The Influence of Porous Structure on the Interdiffusion Kinetics of Cu-Ni System During Spark Plasma Sintering

Abstract

The interdiffusion kinetics of Cu-Ni system and the influence of porous structure on atomic diffusion kinetics during spark plasma sintering (SPS) were investigated. The interdiffusion coefficient of the Cu-Ni system annealed under SPS is much higher than that without current when the temperature exceeds 700 °C. By comparing the interdiffusion behaviors between Ni powder/Cu foil interface and Ni foil/Cu foil interface, the interdiffusion rate at the foil/powder interface was found to be significantly higher than that at the foil/foil interface during SPS. The diffusion process at the Ni powder/Cu foil interface shows two clearly identified stages: a high diffusion rate at the initial stage with high porosity and a slower diffusion rate at the mid-late stage with low porosity.
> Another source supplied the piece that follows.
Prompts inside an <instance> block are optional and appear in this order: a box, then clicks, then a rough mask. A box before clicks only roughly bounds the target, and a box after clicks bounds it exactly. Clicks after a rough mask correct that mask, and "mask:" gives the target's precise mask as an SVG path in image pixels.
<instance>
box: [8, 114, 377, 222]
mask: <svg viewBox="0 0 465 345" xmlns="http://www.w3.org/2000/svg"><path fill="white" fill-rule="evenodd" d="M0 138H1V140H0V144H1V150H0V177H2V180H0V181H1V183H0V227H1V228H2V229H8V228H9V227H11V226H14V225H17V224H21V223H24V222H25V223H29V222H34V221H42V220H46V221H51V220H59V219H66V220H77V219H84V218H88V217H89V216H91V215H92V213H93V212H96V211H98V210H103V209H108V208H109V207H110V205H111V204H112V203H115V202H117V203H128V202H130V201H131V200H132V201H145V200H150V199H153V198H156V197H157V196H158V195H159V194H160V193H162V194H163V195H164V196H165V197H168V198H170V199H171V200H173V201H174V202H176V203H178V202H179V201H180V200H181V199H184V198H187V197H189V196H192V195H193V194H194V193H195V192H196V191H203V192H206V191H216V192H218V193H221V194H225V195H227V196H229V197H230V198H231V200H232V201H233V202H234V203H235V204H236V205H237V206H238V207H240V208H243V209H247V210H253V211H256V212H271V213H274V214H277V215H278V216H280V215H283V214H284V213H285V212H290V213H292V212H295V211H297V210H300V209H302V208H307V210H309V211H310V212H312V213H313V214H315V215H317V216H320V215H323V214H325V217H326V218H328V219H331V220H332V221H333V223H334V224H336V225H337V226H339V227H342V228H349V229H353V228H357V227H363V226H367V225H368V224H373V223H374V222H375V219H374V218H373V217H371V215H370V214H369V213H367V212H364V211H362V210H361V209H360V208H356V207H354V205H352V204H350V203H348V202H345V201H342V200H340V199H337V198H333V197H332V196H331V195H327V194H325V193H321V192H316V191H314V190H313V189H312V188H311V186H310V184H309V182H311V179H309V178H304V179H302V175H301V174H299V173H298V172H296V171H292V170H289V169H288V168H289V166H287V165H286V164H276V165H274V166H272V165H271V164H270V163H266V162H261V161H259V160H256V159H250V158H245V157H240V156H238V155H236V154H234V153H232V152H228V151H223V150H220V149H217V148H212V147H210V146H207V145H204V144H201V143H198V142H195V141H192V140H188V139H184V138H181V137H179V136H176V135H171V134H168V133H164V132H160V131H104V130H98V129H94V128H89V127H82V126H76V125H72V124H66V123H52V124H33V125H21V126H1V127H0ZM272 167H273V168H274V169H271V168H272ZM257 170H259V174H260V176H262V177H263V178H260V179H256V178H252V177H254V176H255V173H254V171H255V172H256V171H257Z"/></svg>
The diffusion coefficient at the initial stage is nearly 5.2 times higher than that of the mid-late stage, demonstrating that the diffusion rate at the foil/powder interface decreases with the gradual reduction of porosity during the SPS densification process. The porous structure leads to an extremely high local current density at the neck area, which results in a high density of crystal defects at the diffusion interface and subsequently accelerates atomic diffusion.